And you keep iterating cuz it's never going to be perfect. And even when you think you get to like some type of perfect state, it doesn't stay perfect. You have to keep evolving and changing because the world that we're working in continues to evolve and change. Okay. So, features blowing up in dev's team's faces when first releasing to the wild. Uh different ways to maybe interpret this. Um, is this the first, you know, it's like an MVP, a product launch? Okay. I would say if that's the kind of thing, would did you somehow have so much demand like you couldn't scale? I feel like that's kind of probably a rare thing. Uh, it's a great problem to have if you like built something awesome and like you're like, "Oops, it doesn't scale cuz we had a million people sign up on day one." If so, what do you go learn from that?
Like how did you not anticipate that? And then PS, follow up with me because I would love to learn what you did to get a million people to sign up on day one. Um, you know, is it is it the wrong thing? So, you launched your MVP, you had all these uh, you know, beta or alpha users and then they're like like this is pretty terrible. It's not a performance issue. It's not a latency or availability issue or things crashing. It's just like not really what we want. It kind of sucks. Okay. So, like what do you learn from that? How like what how were you talking to potential customers about what to go build, right? Did you just guess? Did you actually solve the problem of some group of users and then accidentally presented that to a different group of users confusing the problem? It's more of like a product kind of fit type of thing, right?

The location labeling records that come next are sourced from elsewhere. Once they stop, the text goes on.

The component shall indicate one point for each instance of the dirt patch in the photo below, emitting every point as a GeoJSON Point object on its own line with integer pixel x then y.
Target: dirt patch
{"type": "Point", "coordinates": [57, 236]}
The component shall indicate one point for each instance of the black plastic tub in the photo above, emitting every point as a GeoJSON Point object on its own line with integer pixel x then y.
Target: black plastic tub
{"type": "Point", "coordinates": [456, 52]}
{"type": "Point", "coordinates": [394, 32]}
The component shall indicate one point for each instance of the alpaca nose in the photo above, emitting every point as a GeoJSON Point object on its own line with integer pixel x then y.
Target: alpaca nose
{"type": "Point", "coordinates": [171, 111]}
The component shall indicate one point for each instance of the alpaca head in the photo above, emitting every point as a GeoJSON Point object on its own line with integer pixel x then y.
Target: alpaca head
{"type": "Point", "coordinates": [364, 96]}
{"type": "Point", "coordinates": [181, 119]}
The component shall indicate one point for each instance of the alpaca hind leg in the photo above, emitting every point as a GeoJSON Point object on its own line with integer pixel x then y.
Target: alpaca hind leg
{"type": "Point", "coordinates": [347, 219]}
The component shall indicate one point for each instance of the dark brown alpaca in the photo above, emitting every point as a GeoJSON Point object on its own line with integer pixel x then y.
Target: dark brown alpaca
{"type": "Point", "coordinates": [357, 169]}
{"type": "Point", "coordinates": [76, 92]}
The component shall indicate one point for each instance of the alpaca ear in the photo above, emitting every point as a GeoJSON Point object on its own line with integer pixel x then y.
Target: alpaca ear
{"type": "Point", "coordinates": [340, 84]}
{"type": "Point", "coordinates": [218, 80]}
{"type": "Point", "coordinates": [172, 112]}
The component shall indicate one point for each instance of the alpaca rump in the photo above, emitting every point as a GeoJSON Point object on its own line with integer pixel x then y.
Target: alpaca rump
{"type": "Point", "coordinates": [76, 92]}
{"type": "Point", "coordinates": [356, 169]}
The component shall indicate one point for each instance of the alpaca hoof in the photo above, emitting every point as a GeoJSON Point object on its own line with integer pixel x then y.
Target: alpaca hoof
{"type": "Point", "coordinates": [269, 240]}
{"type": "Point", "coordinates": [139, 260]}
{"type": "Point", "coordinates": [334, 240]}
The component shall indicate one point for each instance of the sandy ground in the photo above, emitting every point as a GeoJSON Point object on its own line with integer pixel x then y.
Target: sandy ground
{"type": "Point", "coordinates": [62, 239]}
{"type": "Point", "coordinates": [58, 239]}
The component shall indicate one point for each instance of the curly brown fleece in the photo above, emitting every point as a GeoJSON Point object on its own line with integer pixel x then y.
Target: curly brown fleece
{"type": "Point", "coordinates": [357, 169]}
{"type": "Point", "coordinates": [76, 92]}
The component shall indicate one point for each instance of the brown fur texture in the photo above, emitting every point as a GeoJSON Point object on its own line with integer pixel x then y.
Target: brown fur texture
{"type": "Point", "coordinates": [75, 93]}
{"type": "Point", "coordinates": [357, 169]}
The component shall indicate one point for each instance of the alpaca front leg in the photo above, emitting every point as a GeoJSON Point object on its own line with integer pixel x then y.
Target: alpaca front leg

Maybe a little bit less about software engineering and a little bit more about like, you know, product management, product engineering. People love slapping engineering as a as a word onto everything and just, you know, prompt engineering, AI engineering, product engineering, engineering, engineering. By the way, are any of us actually engineers? Cuz certainly not at the professional level, right? Do any of us have professional designation? People get really bummed out about that when I post about that kind of stuff online. For the record, I'm also not a professional engineer by trade. Um, but there's a lot of ways to interpret this, right? So, um, is it a lack of good testing? Is it a lack of design? I think it could be. I don't think it's exclusive to that, which is why I was trying to give some other examples. I don't think that um, you know, just so let's flip it, right?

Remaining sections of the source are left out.